Die Preise lügen2)
Leo Frühschütz
Die Lebensmittel in Deutschland sind so billig, dass sie oft nicht einmal die Kosten der Bauern und Bäuerinnen decken, die sie erzeugt haben. Doch selbst wenn Schlachtereien, Molkereien und Handelsketten faire Preise zahlen würden: Auf dem Kassenzettel stehen längst nicht alle Kosten, die bei der Herstellung dieser Lebensmittel angefallen sind. Wer zahlt, wenn aus überdüngten Wiesen Nitrat ins Trinkwasser sickert? Wenn Pestizide Menschen krank machen? Oder Treibhausgase aus der Landwirtschaft das Klima anheizen? Die Antwort ist so einfach wie bitter: Wir alle zahlen dafür – selbst wenn wir diese billigen Lebensmittel gar nicht kaufen. Denn diese Kosten finden sich in unserer Wasserrechnung wieder, in unseren Krankenkassenbeiträgen und den Steuern, die der Staat braucht, um Hochwasseropfern zu helfen oder höhere Dämme zu bauen.
»Externe Kosten« nennen das die ExpertInnen und meinen damit Kosten, die nicht von denen getragen werden, die sie verursachen. Eigentlich wäre es gerecht, wenn die Käufer dieser Lebensmittel die Schäden gleich auf dem Kassenzettel in Rechnung gestellt bekämen. Doch das ist gar nicht so einfach. Nur wenige Schäden lassen sich gut beziffern, andere müsste man grob abschätzen, und viele treffen nicht uns, sondern erst unsere Kinder und Enkel in 20 oder 30 Jahren.
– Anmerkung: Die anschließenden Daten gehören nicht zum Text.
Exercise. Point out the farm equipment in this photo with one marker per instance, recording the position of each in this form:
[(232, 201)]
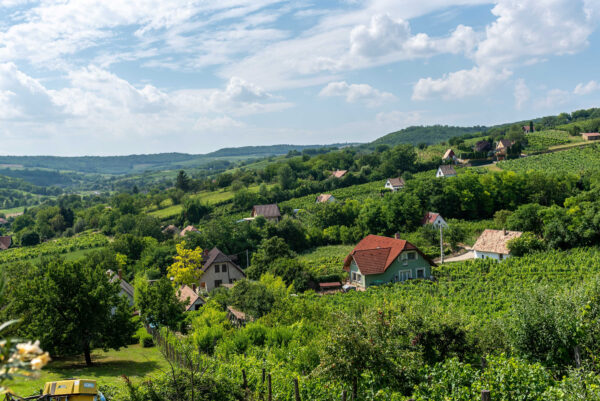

Die Rechnung zahlen andere
Deutlich wird das an den Nitraten im Grundwasser. Egal, ob Weizen, Kartoffeln oder Mais: Pflanzen brauchen Stickstoff, um zu wachsen. Damit sie genug davon bekommen, fahren die LandwirtInnen stickstoffhaltige Gülle, Gärreste aus der Biogasanlage und Kunstdünger auf ihre Wiesen und Äcker. Doch so viel Stickstoff können die Pflanzen gar nicht aufnehmen. Ein Teil davon sickert als Nitrat in den Boden und hinab ins Grundwasser. Im vieh- und damit güllereichen Niedersachsen ist bereits jedes dritte oberflächennahe Grundwasservorkommen belastet. Und irgendwann trifft es auch die tiefer gelegenen Brunnen. Aus solchen Tiefbrunnen versorgt etwa der Oldenburgisch-Ostfriesische Wasserverband (OOWV) über 900 000 Menschen im Nordwesten Deutschlands mit Trinkwasser. »Noch ist es sauber und die Qualität gut«, sagt Gunnar Meister, der Pressesprecher des OOWV. Damit es so bleibt, investiert der Verband jedes Jahr 2,2 Millionen Euro in den vorbeugenden Grundwasserschutz, etwa indem er Flächen in Wasserschutzgebieten erwirbt und unter strengen Auflagen verpachtet. Sollte das Nitrat aber in die Tiefbrunnen durchbrechen, werde es richtig teuer, erklärt Meister.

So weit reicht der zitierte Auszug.